Küresel anlamda güçlenen dolar, TL de dâhil olmak üzere pek çok ülke para birimi karşısında farklı oranlarda değer kazanmaktadır. Bunun yanında, jeopolitik risklerin ve petrol fiyatlarındaki dalgalanmaların petrol ithalatçısı ve ihraç eden ülkeler üzerinde yarattığı ekonomik etkilerin küresel piyasalar üzerindeki yansımaları devam etmektedir.

Sıkı para politikası duruşunun ve alınan makro ihtiyati önlemlerin etkisiyle kredi artışındaki yavaşlama azalarak devam etmektedir. Kredi büyümesindeki yavaşlama daha çok tüketici kredilerinden kaynaklanmakta, ticari krediler ise geçmiş yıllardaki ivmesini kaybetse de artmaya devam etmektedir.

2015 yılı Mart ayı sonu itibarıyla bir önceki yılın aynı dönemine göre tüketici kredileri sınıfındaki taşıt kredileri ve bireysel kredi kartlarının negatif yönlü seyri sürmektedir. Toplam içindeki paylara bakıldığında ise tüketici kredilerinden ticari kredilere bir miktar kayma olduğu görülmektedir.

2014 yılı Haziran ayından bu yana TCMB tarafından 1 hafta vadeli repo ihale faiz oranının düşürülmesi, kredi faiz oranlarının da düşme eğilimini sürdürmesine neden olmaktadır. 2015 yılı Mart ayı sonu itibarıyla tüketici kredileri ağırlıklı ortalama faiz oranı yüzde 13,4 ve ticari krediler ağırlıklı ortalama faiz oranı yüzde 12,9 olarak gerçekleşmiştir.

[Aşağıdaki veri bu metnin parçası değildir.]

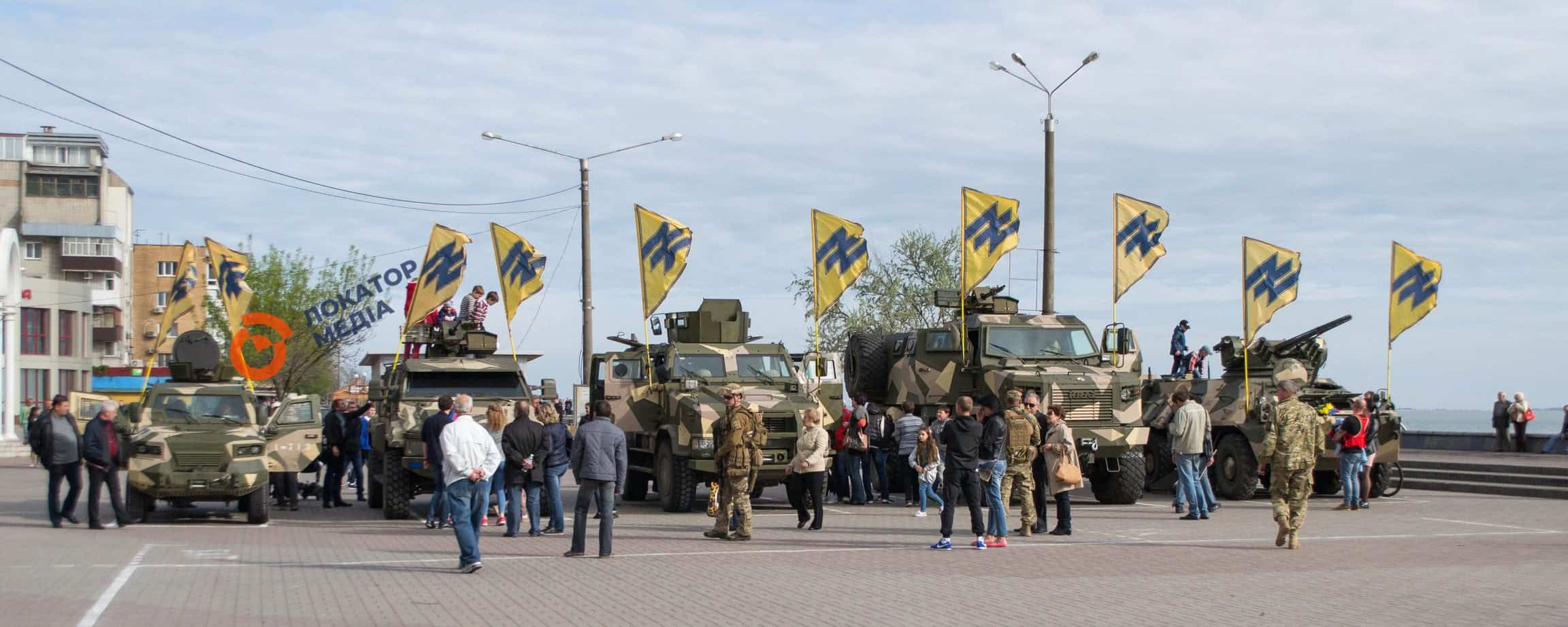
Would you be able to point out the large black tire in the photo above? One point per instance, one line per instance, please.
(1118, 488)
(866, 366)
(255, 507)
(1235, 468)
(676, 480)
(399, 486)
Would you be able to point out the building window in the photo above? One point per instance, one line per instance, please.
(35, 331)
(68, 333)
(63, 187)
(35, 388)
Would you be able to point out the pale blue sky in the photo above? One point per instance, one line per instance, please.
(1330, 131)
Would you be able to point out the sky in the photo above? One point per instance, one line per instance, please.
(1327, 129)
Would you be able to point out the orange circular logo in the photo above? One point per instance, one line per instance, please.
(262, 342)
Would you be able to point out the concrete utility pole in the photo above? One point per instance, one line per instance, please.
(1048, 265)
(587, 251)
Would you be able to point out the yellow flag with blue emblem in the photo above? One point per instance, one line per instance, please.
(1271, 276)
(1139, 226)
(838, 259)
(1411, 290)
(441, 273)
(990, 229)
(521, 269)
(662, 248)
(229, 269)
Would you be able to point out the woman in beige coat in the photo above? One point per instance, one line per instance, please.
(1059, 450)
(805, 472)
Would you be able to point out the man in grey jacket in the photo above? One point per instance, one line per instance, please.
(600, 466)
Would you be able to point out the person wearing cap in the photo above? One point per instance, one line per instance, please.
(1179, 348)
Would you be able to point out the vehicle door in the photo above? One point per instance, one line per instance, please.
(293, 435)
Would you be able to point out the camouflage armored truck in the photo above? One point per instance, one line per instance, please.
(1053, 355)
(1239, 432)
(203, 436)
(460, 359)
(668, 413)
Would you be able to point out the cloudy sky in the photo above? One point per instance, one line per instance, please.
(1326, 129)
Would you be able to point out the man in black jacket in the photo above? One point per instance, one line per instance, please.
(102, 452)
(524, 444)
(59, 447)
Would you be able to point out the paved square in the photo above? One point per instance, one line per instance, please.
(1422, 558)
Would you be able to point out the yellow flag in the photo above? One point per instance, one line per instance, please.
(521, 269)
(1269, 281)
(1411, 290)
(990, 233)
(662, 247)
(441, 273)
(839, 258)
(1137, 239)
(231, 269)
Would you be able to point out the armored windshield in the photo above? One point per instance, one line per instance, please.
(1032, 342)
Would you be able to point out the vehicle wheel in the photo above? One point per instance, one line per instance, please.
(1118, 488)
(866, 366)
(1235, 468)
(636, 486)
(1326, 481)
(255, 507)
(676, 480)
(399, 486)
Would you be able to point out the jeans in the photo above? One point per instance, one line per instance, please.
(1192, 468)
(514, 510)
(73, 475)
(468, 501)
(587, 491)
(929, 492)
(553, 486)
(1350, 466)
(996, 520)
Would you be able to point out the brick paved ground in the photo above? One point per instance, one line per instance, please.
(1416, 560)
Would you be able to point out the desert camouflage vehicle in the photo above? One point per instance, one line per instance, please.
(461, 359)
(1239, 432)
(668, 414)
(203, 438)
(1053, 355)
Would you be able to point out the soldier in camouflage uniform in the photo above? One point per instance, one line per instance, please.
(739, 458)
(1023, 445)
(1291, 447)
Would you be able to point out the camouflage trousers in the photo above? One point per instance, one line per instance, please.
(1290, 491)
(1019, 475)
(734, 494)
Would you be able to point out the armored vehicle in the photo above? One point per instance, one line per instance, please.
(993, 348)
(668, 413)
(1239, 427)
(203, 436)
(460, 359)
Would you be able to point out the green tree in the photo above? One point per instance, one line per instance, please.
(287, 284)
(894, 294)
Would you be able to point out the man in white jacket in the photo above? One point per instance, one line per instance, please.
(470, 458)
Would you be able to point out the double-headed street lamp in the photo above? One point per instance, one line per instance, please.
(582, 167)
(1046, 300)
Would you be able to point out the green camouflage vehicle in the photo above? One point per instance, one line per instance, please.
(461, 359)
(1053, 355)
(203, 438)
(1239, 432)
(668, 414)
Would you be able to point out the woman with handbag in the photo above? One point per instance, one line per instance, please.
(1062, 468)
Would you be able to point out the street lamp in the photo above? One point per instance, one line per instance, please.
(1048, 269)
(582, 167)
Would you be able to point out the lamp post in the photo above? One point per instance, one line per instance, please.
(582, 168)
(1048, 267)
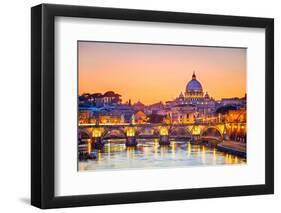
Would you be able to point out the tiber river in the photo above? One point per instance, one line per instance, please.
(149, 154)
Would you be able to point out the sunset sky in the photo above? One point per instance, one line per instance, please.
(153, 73)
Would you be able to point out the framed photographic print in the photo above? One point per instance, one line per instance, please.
(139, 106)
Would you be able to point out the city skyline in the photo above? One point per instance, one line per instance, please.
(154, 73)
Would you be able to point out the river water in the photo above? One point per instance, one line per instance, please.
(149, 154)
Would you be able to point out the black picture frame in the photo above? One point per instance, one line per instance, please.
(43, 102)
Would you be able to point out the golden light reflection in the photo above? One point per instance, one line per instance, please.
(203, 154)
(89, 146)
(188, 149)
(236, 160)
(155, 147)
(108, 151)
(96, 132)
(164, 130)
(173, 149)
(214, 156)
(130, 152)
(99, 155)
(130, 132)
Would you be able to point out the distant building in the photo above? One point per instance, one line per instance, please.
(194, 96)
(99, 99)
(140, 117)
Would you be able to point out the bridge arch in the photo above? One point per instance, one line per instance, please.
(114, 133)
(180, 131)
(84, 133)
(211, 131)
(147, 131)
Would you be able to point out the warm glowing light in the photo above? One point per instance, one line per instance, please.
(173, 148)
(214, 156)
(164, 130)
(130, 132)
(188, 149)
(89, 146)
(203, 155)
(96, 132)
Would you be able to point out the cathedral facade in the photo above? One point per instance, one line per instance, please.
(194, 96)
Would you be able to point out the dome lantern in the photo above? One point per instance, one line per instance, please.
(194, 88)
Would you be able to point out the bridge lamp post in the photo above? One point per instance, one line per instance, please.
(131, 139)
(96, 138)
(164, 136)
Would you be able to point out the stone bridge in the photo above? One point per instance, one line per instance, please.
(199, 132)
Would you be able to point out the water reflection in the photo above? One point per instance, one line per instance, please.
(149, 154)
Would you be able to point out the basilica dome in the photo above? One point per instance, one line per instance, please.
(194, 86)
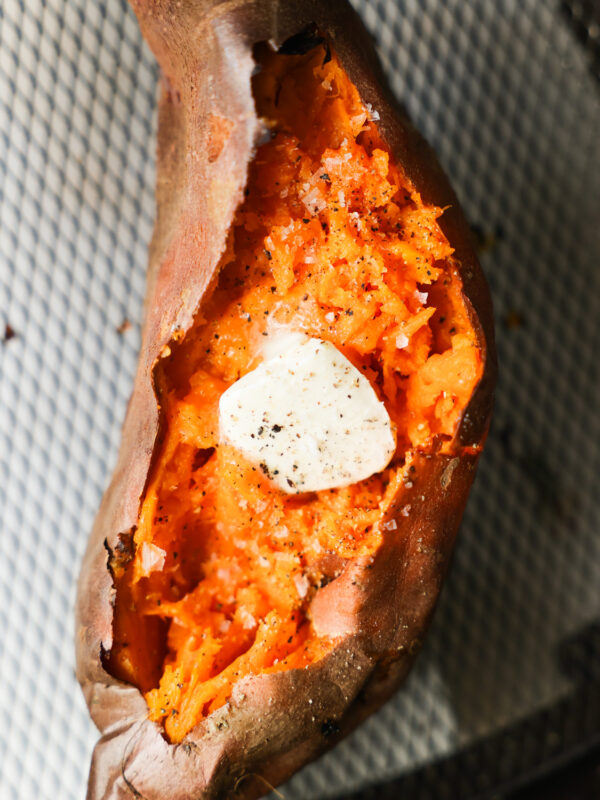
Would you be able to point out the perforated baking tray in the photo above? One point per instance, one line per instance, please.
(508, 93)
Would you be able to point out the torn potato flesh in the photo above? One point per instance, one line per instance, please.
(331, 240)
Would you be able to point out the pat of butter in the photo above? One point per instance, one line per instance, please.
(308, 418)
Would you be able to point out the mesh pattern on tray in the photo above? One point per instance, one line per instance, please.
(506, 92)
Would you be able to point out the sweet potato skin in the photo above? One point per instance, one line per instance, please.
(207, 133)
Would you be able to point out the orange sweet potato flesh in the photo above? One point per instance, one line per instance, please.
(225, 628)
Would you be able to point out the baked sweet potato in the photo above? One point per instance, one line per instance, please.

2015 yılı Şubat ayı sonu itibarıyla takipteki alacakların toplam kredilere oranı yüzde 2,9 oranında seyretmektedir. Uzun süredir artış eğiliminde olan mevduatın krediye dönüşüm oranı yüzde 121,3 ile bir miktar azalış göstermiştir. Yabancı para net genel pozisyonu/özkaynak standart oranının yüzde -1,4 ile mevzuatta belirtilen yasal orandan oldukça düşük olması bankacılık sektörünün döviz riskinin sınırlı olduğunu göstermektedir. Aktif ve özkaynak kârlılıkları sırasıyla yüzde 1,3 ve yüzde 11,9 olarak gerçekleşmiş olup oranlardaki düşüşün net faiz marjlarındaki daralmadan kaynaklandığı değerlendirilmektedir. 2012 yılı Temmuz ayından itibaren Basel II standartlarının uygulandığı sektörün sermaye yeterlilik oranları azalma eğilimini koruyarak yüzde 15,7 olarak gerçekleşmiştir. Toplam likidite yeterlilik oranının yüzde 141,2 ile asgari yükümlülüğün oldukça üzerinde olması sektörün yüksek miktarda likit varlıkla çalıştığını göstermektedir.

2015 yılı Şubat ayı sonu itibarıyla yurtiçi yerleşiklerin yatırım portföyleri arasında en yüksek orana sahip kalem yüzde 40,5 ile TL mevduat olmaya devam etmektedir. Bunu yüzde 22,7 ile döviz mevduatı ve yüzde 22,1 ile devlet iç borçlanma senetleri takip etmektedir. 2014 yılı sonuyla karşılaştırıldığında TL mevduat, devlet iç borçlanma senetleri, hisse senedi ve özel sektör borçlanma senetlerinin portföydeki ağırlığının azaldığı görülürken payında en fazla artış olan menkul kıymet, dolardaki artışın da etkisiyle döviz mevduatı olarak kaydedilmiştir.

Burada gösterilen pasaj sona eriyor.